With that, they headed up the corridor, moving directly toward my room. I shrank away from them, not wanting to be seen, and eased my door back so that it was almost closed when they passed. Because of that, I could see only the broad outlines of their two bodies as they swept by my door, featureless and without detail, little more than gliding shapes.
“I heard my father say, Tomorrow.”
And my sister said, “So soon?”
My father did not answer her. Or, if he did, it was later, in some place beyond my hearing. For after that, I heard nothing but the sound of his feet as they moved on down the carpeted hallway, then the sound of his bedroom door as it opened and closed.
Minutes later, I heard Laura open the door to her own room, so I know that for a short time she stood alone in the unlighted corridor. I don’t know why she waited for those few extra minutes, or what thoughts played through her mind as she stood in the darkness outside her room, as if afraid to go in alone.
“And that’s all you heard them say?” Rebecca asked.
“Yes.”
She glanced down at her notes, quietly, thoughtfully, as if she were processing and rearranging information that she alone possessed. Watching her, I felt as if she’d rowed out onto a dark lake, leaving me on shore.
“The ‘tomorrow’ your father talked about,” she said finally, “that would have been the first Tuesday in September?”
“I suppose.”
“The first day of school,” she added, almost to herself. Then she came back to me suddenly, her dark eyes darting over to mine. “Did anything unusual happen that next day?” she asked. “Did you notice any change in anything?”
“No,” I said.
Again, Rebecca appeared to draw into herself, her mind deep in thought, as if she were unable to accept what appeared to be the routine notion that “tomorrow” had been nothing more than my father’s idle reference to the beginning of school, and Laura’s whispered reply just a schoolchild’s regret.
I leaned forward slightly. “Should I have seen something different that day?” I asked. “Was something going on?”
She didn’t answer, but only flipped back a few pages in her notebook, scanning the lines she’d written until she found the right one.
“You said before that when Laura and your father were down by the fence, that they hadn’t been concerned that anyone in the house might be watching them,” she said.
“That’s right.”
“You said that it was as if they thought the people in the house were already dead.”
I knew then what she was getting at. “How long had he been planning it, Rebecca?”
“Maybe longer than you think, Steve.” She waited, trying to gauge how the latest information might affect me. “At least three or four months,” she said finally.
“How do you know that?”
“Because of something Swenson found,” she told me. “Travel brochures. A lot of them.”
Occasionally, I’d seen my father reading an adventure novel, always slowly, taking weeks to slog through each one. I’d also seen him idly turning the pages of the local newspaper.

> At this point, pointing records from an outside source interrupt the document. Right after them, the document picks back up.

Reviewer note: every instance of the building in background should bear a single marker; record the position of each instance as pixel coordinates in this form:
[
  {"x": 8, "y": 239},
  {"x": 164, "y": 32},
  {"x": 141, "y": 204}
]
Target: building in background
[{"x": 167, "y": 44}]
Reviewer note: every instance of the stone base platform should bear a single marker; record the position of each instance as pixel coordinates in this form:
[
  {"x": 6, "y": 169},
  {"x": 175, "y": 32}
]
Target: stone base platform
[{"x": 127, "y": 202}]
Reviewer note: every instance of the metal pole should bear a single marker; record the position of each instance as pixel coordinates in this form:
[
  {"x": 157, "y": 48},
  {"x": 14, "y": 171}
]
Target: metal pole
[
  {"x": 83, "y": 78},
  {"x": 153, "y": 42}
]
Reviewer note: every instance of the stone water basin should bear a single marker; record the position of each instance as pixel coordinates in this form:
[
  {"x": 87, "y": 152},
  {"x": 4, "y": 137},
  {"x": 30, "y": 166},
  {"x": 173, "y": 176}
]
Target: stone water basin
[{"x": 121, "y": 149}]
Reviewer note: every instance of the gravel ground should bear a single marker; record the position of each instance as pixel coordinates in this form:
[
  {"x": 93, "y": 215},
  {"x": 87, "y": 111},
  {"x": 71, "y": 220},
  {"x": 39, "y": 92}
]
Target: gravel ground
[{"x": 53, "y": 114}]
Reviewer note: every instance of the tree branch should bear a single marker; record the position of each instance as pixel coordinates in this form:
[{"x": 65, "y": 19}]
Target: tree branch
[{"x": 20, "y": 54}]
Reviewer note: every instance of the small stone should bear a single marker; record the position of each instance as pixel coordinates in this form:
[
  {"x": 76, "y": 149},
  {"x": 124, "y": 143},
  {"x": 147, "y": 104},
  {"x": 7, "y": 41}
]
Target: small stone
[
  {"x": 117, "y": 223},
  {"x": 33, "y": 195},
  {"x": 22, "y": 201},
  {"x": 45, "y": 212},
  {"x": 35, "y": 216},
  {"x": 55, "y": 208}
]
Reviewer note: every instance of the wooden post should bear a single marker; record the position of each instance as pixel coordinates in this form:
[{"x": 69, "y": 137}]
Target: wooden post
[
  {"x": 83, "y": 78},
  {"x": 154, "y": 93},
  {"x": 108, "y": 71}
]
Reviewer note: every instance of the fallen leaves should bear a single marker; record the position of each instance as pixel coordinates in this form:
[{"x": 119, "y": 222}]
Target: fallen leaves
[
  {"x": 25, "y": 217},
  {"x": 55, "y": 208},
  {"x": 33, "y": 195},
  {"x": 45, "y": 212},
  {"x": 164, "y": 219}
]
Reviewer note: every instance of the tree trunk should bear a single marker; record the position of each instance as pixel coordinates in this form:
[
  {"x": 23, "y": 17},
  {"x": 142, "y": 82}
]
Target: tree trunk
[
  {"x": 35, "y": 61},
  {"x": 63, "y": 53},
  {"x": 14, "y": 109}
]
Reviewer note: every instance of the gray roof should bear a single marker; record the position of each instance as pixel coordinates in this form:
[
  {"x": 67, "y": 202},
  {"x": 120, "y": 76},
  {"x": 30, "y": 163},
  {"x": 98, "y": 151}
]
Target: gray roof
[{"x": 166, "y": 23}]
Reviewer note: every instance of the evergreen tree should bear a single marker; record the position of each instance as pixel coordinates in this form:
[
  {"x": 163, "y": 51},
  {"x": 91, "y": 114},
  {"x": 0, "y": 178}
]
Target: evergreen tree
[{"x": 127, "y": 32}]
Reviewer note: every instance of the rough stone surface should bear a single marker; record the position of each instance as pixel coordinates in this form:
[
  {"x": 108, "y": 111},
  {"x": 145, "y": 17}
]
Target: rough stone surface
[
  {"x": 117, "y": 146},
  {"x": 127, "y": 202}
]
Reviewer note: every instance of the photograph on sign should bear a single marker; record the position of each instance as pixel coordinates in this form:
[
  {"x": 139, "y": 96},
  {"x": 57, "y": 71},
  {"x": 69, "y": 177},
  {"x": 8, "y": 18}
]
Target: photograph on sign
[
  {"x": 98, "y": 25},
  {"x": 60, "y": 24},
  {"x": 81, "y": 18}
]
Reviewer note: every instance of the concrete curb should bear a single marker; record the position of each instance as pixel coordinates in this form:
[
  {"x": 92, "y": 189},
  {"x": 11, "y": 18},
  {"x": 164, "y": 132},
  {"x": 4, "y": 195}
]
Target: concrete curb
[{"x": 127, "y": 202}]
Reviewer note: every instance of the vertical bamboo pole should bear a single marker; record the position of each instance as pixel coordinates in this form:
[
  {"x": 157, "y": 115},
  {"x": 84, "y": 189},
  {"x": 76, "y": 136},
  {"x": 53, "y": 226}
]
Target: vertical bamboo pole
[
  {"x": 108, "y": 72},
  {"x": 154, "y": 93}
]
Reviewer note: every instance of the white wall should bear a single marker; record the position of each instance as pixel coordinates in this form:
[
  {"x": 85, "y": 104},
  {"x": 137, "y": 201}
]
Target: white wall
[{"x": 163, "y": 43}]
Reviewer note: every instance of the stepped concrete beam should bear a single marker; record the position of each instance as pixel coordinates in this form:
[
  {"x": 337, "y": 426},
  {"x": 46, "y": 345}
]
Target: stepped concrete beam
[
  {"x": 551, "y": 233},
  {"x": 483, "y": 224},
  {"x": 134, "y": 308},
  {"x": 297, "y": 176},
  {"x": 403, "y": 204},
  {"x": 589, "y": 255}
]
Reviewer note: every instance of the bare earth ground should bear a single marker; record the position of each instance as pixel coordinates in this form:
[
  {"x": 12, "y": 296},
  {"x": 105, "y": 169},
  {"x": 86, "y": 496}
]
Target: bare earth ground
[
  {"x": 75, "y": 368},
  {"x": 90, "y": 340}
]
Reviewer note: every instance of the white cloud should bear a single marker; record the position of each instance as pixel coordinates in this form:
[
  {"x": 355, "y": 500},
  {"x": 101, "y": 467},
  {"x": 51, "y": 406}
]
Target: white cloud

But I’d never seen him browsing through anything that resembled a travel brochure.
“He found quite a few of them in that little office your father had at the rear of the store,” Rebecca added, without emphasis.
It was little more than a stockroom, as I recalled then, small and cramped, but more secure, with many locks. It was the place he’d kept the unassembled Rodger and Windsor bicycles before bringing them home. Once or twice I’d seen him there with Nellie Grimes, the bookkeeper he’d hired some years before, but on all other occasions, he’d been in the room alone. Because of that, it was easy for me to think of it as the place of his solitude, the cluttered little room which he’d set aside for his plotting, the careful working out both of his crime and his escape.
“These brochures,” I said. “Where did they come from?”